How the Scheduler Works

The main controller (Worker) polls state files to decide which Agent to launch:

Scans all Story statuses, finding Stories whose Phase isn't "Done"
Launches the corresponding Agent based on the current Phase
After the Agent completes, it updates the Phase, forming a closed loop

Every Agent has mandatory pre-checks on startup: reading the Worker State to confirm the current Agent matches, verifying the Phase is correct, and checking that all required input files exist—missing any one causes a halt.

The Critical Role of MVP: Giving AI a Reference Anchor

Why is providing MVP (Minimum Viable Product) code essential? Because AI needs reference implementations to reduce hallucinations. Design without an MVP is building castles in the air.

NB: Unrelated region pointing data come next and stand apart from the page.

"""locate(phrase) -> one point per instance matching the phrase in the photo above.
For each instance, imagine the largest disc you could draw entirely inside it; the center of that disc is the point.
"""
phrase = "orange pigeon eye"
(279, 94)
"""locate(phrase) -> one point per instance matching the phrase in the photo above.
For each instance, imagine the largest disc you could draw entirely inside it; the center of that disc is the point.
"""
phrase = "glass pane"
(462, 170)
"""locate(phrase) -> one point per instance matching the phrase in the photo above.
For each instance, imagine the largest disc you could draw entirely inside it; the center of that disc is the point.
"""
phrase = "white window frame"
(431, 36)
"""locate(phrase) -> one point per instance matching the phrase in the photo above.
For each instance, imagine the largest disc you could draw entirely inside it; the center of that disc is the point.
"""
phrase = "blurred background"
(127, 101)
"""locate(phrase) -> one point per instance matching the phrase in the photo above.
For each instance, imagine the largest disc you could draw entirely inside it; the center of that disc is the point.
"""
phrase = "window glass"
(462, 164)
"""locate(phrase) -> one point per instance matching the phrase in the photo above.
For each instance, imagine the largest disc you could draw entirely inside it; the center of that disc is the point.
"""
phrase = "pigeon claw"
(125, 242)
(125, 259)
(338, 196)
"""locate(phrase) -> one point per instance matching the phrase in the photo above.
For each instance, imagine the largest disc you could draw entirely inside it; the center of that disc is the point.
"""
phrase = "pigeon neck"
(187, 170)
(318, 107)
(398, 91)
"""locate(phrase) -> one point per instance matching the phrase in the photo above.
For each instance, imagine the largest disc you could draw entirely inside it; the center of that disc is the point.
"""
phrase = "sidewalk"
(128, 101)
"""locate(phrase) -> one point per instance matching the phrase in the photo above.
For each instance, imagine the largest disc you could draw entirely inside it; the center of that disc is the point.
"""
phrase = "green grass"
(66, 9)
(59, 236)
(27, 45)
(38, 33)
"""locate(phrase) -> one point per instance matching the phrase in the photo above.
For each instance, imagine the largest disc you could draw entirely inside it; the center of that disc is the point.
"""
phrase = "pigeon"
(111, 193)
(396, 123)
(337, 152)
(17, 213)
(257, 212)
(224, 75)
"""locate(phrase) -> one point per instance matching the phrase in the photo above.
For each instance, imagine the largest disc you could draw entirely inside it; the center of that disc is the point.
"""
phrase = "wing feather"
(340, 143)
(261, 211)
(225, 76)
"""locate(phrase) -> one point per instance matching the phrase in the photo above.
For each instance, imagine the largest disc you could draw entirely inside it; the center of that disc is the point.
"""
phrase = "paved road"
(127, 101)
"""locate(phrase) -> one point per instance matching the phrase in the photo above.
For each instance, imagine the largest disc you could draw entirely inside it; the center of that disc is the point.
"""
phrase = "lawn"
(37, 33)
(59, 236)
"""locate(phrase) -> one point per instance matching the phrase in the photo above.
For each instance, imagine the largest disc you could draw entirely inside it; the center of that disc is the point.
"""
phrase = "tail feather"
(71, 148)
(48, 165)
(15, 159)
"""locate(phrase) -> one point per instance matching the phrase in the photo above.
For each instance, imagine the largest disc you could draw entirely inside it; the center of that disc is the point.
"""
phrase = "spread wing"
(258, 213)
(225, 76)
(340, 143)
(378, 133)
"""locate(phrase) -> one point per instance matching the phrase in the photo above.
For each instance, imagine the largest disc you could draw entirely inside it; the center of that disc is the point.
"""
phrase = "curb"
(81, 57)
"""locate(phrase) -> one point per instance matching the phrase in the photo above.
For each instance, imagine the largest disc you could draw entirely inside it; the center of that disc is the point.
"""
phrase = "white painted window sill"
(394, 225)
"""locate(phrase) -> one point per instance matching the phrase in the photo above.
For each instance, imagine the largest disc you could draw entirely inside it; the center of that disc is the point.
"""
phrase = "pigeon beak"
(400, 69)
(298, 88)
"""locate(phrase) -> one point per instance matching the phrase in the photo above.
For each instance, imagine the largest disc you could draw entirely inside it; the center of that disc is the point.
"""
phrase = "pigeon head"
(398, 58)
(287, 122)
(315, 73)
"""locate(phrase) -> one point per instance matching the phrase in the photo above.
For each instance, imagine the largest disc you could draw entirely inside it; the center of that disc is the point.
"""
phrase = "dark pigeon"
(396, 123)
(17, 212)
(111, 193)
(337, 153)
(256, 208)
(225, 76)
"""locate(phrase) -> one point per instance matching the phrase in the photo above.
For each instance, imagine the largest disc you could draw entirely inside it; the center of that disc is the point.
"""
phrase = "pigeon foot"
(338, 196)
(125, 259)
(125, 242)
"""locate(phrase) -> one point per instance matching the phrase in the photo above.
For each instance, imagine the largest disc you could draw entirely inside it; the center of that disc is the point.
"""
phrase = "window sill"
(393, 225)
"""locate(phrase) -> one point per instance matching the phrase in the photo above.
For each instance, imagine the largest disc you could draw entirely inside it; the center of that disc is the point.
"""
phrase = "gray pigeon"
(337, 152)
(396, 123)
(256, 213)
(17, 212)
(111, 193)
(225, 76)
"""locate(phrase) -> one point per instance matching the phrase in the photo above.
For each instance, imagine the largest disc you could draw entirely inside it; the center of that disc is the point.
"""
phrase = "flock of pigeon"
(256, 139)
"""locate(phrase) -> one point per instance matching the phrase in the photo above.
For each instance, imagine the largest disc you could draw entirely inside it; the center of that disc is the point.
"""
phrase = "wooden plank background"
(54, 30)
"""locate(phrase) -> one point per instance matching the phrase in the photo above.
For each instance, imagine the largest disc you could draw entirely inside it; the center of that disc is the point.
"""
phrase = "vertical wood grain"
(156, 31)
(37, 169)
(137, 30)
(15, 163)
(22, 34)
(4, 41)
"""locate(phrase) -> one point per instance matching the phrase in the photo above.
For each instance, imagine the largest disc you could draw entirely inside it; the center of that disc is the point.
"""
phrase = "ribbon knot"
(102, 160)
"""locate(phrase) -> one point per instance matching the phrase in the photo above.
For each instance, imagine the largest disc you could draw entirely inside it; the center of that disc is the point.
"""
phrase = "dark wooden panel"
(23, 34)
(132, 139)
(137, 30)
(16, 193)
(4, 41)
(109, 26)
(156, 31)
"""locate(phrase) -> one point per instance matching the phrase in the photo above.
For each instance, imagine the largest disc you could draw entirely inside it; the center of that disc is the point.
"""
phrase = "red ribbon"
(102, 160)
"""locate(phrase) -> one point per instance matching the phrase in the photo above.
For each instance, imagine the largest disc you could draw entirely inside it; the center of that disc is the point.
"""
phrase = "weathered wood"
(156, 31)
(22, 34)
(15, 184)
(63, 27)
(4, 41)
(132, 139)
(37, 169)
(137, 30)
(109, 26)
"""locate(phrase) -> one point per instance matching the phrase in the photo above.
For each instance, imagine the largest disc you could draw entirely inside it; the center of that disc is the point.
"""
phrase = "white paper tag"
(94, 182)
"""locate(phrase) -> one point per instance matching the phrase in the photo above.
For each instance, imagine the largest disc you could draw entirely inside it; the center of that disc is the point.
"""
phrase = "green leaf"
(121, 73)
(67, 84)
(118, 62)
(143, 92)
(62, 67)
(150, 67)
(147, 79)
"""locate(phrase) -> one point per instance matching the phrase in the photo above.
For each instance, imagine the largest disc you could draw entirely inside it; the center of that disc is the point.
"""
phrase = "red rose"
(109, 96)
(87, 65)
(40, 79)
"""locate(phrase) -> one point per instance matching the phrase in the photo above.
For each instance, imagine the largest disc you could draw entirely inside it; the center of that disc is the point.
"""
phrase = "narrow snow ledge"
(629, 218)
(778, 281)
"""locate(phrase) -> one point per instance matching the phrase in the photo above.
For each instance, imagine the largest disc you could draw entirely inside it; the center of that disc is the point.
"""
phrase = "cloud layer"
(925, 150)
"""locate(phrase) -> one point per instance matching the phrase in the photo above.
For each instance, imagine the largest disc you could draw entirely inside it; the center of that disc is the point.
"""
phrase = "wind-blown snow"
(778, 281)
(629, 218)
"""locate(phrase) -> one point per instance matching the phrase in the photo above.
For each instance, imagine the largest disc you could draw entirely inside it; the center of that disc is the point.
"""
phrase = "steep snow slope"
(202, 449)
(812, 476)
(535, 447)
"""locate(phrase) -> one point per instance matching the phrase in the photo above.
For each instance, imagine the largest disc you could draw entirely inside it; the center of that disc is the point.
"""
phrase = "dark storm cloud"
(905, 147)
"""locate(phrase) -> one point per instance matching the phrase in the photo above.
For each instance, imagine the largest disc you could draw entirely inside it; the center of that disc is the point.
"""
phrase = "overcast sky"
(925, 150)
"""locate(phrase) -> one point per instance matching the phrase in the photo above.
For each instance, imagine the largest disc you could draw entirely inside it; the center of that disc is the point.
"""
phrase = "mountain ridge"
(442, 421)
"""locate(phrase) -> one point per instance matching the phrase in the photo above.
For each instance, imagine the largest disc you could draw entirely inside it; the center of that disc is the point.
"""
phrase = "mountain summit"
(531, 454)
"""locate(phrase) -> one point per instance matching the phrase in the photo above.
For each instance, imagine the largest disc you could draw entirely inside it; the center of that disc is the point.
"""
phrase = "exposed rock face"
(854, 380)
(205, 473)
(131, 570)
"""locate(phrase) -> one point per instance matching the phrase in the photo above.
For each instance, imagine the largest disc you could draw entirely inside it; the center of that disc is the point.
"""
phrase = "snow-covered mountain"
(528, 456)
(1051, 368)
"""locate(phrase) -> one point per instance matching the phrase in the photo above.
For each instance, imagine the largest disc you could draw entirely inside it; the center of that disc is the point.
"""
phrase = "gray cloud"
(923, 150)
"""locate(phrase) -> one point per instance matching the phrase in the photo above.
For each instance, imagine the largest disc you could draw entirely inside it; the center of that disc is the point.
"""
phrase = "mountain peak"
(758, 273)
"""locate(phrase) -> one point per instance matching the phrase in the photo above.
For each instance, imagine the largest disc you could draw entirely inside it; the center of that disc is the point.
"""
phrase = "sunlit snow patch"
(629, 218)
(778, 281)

This design has deep cognitive science foundations. When large language models generate code without concrete references, they tend to produce "hallucinations" such as random technology stack choices and inconsistent interface styles. Providing MVP code establishes a constraint space for the model, compressing infinite possible solutions into a subset consistent with the existing codebase's style. This is highly similar to the principle of Few-Shot Prompting: guiding model output to match expected formats and styles through concrete examples, rather than relying on the model's free improvisation. From a cognitive science perspective, this is a positive application of the "Anchoring Effect."

The MVP isn't the final product—it's demonstration code for the Agents, like legacy project code that new employees review during onboarding. The MVP is placed in a shared directory and referenced by all Agents. This design dramatically improves the accuracy and consistency of AI output.

Real-World Results: Visual Monitoring and Automated Delivery

After launching the Worker, the system automatically opens a WebUI monitoring panel with three core features:

Progress ring: Real-time completion percentage for an intuitive overview of overall progress
Story list: Each Story's current phase and file outputs at a glance
Work logs: Real-time scrolling display of Worker and Agent runtime logs

WebUI monitoring panel showing real-time project progress

From the actual runtime screenshots, you can see that most of the 9 Stories are complete, with the Coder processing the final Story. Clicking any Story reveals the complete output chain from requirements to testing, with every step fully traceable.

The delivered AI Werewolf game supports a standard 9-player game (3 Werewolves, Seer, Witch, Hunter, 3 Villagers), with 9 independent AI Agents autonomously reasoning, speaking, and voting. Game state is pushed in real-time via WebSocket, and the frontend visualizes the complete game progression.

Conclusion: Three Steps to Launch Your AI Development Team

This multi-Agent automated coding framework has an extremely low barrier to entry:

Decompose the PRD into Stories
Launch the Worker
Open the monitoring panel

Then you can go grab a coffee.

The core insight of this approach is: Don't try to make one AI do everything—instead, use engineering thinking to orchestrate multiple AI instances. Files as state machine, scheduler for orchestration, strict prompts for constraints—these three elements combined enable even inexpensive models to produce high-quality complete projects. The engineering logic behind this is consistent with distributed systems design, Agile methodology, and CI/CD pipelines—the only difference is that the executors have changed from human engineers to AI Agents. This isn't just a technical solution; it's a software engineering paradigm for the AI era.